An object is moved along the central axis of a thin lens while the lateral magnification m is measured. Figure 34-43 gives m versus object distance p out to p_s. What is the magnification of the object when the object is p=14 cmfrom the lens?

• Horizontal scale, p_s = 8 cm

• Object distance, p = 14 cm.

By using the thin lens equation and the formula for magnification, we can find the magnification when object is at 14.0 cm from the lens.

Formula:

Magnification,$\mathrm{m}=-\frac{\mathrm{i}}{\mathrm{p}}$

Thin lens equation, $\frac{1}{\mathrm{f}}=\frac{1}{\mathrm{p}}+\frac{1}{\mathrm{i}}$

Here f is the focal length, i is the image distance, p is the object distance, m is the magnification.

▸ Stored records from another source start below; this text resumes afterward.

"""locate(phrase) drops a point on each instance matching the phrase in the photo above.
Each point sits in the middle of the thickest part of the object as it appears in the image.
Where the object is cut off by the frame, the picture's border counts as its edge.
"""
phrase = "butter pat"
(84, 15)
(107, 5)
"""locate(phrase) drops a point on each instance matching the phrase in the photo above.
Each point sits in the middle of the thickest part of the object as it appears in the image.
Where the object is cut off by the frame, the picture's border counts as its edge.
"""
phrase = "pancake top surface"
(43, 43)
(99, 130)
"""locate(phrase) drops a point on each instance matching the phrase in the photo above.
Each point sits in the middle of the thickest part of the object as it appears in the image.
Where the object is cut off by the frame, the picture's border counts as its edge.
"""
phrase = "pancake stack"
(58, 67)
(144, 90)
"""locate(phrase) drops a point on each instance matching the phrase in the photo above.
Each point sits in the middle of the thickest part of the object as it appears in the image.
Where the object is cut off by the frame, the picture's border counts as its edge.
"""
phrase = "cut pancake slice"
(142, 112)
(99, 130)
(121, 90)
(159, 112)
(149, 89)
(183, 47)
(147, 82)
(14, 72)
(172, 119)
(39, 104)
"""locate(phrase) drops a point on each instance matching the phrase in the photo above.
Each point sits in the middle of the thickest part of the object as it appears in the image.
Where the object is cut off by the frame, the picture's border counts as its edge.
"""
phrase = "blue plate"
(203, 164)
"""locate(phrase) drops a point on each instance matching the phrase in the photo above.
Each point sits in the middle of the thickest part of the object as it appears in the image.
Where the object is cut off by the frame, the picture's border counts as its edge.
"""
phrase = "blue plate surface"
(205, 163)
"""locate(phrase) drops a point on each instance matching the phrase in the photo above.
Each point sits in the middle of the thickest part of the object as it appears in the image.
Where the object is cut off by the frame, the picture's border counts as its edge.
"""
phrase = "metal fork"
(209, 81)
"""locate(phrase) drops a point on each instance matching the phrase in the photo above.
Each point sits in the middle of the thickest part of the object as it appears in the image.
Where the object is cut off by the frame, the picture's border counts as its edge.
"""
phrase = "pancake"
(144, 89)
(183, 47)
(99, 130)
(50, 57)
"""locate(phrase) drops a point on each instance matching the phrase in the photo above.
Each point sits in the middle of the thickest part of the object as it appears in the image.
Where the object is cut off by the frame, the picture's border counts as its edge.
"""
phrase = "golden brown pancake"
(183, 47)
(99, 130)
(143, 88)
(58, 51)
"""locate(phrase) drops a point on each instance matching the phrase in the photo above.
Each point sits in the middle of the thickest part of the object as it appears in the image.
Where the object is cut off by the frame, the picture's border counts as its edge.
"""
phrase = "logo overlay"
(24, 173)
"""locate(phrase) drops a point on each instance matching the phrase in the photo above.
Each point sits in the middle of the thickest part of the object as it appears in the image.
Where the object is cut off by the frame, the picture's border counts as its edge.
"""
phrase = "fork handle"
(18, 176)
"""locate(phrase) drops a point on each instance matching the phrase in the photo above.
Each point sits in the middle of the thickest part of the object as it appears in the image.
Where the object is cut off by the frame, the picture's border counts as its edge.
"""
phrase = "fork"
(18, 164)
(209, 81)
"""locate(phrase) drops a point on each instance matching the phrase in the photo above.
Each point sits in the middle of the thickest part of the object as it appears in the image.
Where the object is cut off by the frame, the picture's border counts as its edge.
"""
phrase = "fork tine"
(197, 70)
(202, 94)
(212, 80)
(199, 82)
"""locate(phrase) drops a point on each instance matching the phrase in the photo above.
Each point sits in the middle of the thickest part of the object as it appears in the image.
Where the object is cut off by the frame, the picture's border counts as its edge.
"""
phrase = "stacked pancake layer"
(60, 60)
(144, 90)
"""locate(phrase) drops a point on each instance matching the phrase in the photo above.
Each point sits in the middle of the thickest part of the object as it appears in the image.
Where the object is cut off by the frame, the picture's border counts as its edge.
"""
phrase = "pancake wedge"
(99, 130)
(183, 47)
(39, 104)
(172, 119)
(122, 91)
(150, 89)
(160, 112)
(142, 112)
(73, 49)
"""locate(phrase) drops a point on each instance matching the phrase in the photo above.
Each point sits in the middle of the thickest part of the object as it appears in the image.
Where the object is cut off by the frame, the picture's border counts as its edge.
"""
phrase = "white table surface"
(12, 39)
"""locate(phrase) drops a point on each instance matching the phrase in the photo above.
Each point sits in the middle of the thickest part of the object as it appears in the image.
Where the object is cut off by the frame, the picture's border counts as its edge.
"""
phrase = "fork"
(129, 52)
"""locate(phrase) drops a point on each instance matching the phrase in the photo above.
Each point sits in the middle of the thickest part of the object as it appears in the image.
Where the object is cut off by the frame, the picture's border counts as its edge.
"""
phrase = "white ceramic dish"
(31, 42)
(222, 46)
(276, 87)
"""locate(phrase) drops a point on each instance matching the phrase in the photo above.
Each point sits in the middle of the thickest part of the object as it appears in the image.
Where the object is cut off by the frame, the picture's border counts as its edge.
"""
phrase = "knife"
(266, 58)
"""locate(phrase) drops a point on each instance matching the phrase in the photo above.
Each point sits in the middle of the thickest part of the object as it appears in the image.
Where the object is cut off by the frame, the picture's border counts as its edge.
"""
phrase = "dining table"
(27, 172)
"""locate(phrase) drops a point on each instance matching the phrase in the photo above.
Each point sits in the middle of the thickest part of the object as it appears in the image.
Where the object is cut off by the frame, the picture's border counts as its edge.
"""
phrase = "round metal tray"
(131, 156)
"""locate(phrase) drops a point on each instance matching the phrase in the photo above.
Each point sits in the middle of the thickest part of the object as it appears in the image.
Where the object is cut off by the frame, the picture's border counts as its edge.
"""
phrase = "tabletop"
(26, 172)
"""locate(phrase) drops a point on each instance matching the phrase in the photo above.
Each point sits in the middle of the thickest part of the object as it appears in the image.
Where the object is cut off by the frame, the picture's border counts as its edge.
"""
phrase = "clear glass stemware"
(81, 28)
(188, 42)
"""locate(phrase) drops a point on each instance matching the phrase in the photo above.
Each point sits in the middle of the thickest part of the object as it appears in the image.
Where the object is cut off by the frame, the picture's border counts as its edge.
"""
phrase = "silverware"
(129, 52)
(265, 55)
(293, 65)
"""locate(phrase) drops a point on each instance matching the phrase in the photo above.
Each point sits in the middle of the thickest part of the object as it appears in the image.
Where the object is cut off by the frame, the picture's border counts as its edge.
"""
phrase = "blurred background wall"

Since the magnification is given by,

$$\begin{gathered} \mathrm{m}=-\frac{\mathrm{i}}{\mathrm{p}} \\ \mathrm{i}=-\mathrm{m}\times \mathrm{p} \end{gathered}$$

From the graph, we can say that, at p = 5 cm, m = 2 cm

Therefore,

$$\begin{gathered} \mathrm{i}=-\left(2\right)\times \left(5\right) \\ =-10.0\mathrm{cm} \end{gathered}$$

Now, we have to find the focal length.

Thin lens equation is given as

$$\begin{gathered} \frac{1}{\mathrm{f}}=\frac{1}{\mathrm{p}}+\frac{1}{\mathrm{i}} \\ =\frac{1}{5}+\frac{1}{-10} \end{gathered}$$

Hence,

f = 10.0 cm

Now, we have to find the image distance, with the same focal length and when object is at a distance p = 14cm.

Thus,

$$\begin{gathered} \frac{1}{\mathrm{f}}=\frac{1}{\mathrm{p}}+\frac{1}{\mathrm{i}} \\ \frac{1}{10}=\frac{1}{14}+\frac{1}{\mathrm{i}} \\ \frac{1}{\mathrm{i}}=\frac{1}{10}-\frac{1}{14} \\ \frac{1}{\mathrm{i}}=0.0286 \\ \mathrm{i}=35\mathrm{cm} \end{gathered}$$

Now, using this image distance and given object distance, the magnification is

$$\begin{gathered} \mathrm{m}=-\frac{\mathrm{i}}{\mathrm{p}} \\ =-\frac{35}{14} \\ =-2.5 \end{gathered}$$

Therefore the magnification of the object when it is at 14 cm from the lens is m = -2.5.